Component What It Does
Nitro Cards Custom ASICs that handle I/O — networking, EBS storage
Nitro Hypervisor Lightweight hypervisor running on the Nitro chip, not the main CPU
Nitro Security Chip Hardware root of trust — firmware verification, secure boot
Graviton CPUs AWS-designed ARM-based CPUs (T4g, M7g, C7g instance families)

Why Bare Metal Instances Exist

Nitro is so lightweight that bare metal EC2 instances (*.metal) run directly on the hardware with no virtualisation overhead. Use cases: - Workloads that need direct hardware access (nested virtualisation) - Licensing models tied to physical cores - High-performance computing where even small virtualisation overhead matters

NVMe Storage

NVMe = Non-Volatile Memory Express — a protocol for SSDs.
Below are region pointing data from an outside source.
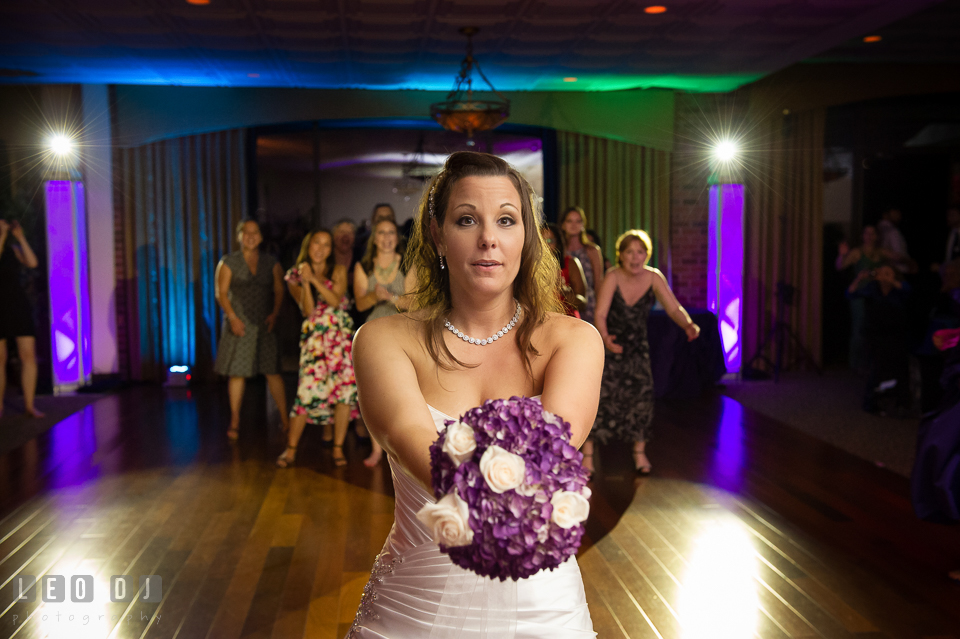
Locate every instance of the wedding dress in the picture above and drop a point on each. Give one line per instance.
(416, 591)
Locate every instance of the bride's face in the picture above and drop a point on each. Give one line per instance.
(482, 234)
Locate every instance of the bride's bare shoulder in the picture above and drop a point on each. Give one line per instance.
(395, 331)
(560, 330)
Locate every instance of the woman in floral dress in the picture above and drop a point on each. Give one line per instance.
(326, 389)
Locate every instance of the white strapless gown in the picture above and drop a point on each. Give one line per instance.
(416, 591)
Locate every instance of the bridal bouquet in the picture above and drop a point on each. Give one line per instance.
(512, 494)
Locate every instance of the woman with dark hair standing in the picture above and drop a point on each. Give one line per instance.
(250, 291)
(326, 389)
(482, 270)
(576, 243)
(380, 284)
(626, 297)
(16, 320)
(573, 284)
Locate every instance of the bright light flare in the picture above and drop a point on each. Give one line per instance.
(725, 151)
(61, 145)
(719, 599)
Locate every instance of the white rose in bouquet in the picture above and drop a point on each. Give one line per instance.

  • Much faster than SATA (used for spinning disks)
  • Lower latency, higher IOPS
  • Instance store volumes on EC2 use NVMe
  • EBS io2 volumes can also use NVMe interface

Mental Model

Old way: one server CPU doing everything (slow, noisy neighbours possible)

Nitro way:
  Main CPU → purely customer workload
  Nitro Card → handles network, storage, hypervisor
  Nitro Security Chip → hardware-level security

It's like having a dedicated co-processor for all the infrastructure work.

AWS Context

  • Nitro is why newer instance types (M5, C5, R5, T3 and later) have better performance
  • Graviton = Nitro + ARM — often 20-40% better price/performance than equivalent x86
  • Bare metal instances = EC2 with zero virtualisation overhead
  • Nitro Security Chip = part of the AWS shared responsibility model (AWS secures the hardware)

30-Second Takeaway

  • Nitro = custom hardware that offloads hypervisor + I/O from the main CPU
  • Result: customer gets near-bare-metal performance on virtualised EC2
  • Graviton = AWS's ARM CPU, runs on Nitro, best price/performance
  • Bare metal instances = Nitro without even the lightweight hypervisor

Self-Quiz

  1. What did Nitro replace? What was the problem with the old approach?
  2. Why does offloading I/O to a dedicated card improve performance?
  3. What's the difference between a Nitro Card and a Graviton CPU?
  4. When would you choose a bare metal EC2 instance over a standard one?
  5. What is NVMe and where does it appear in AWS storage?
  6. How does the Nitro Security Chip relate to the AWS Shared Responsibility Model?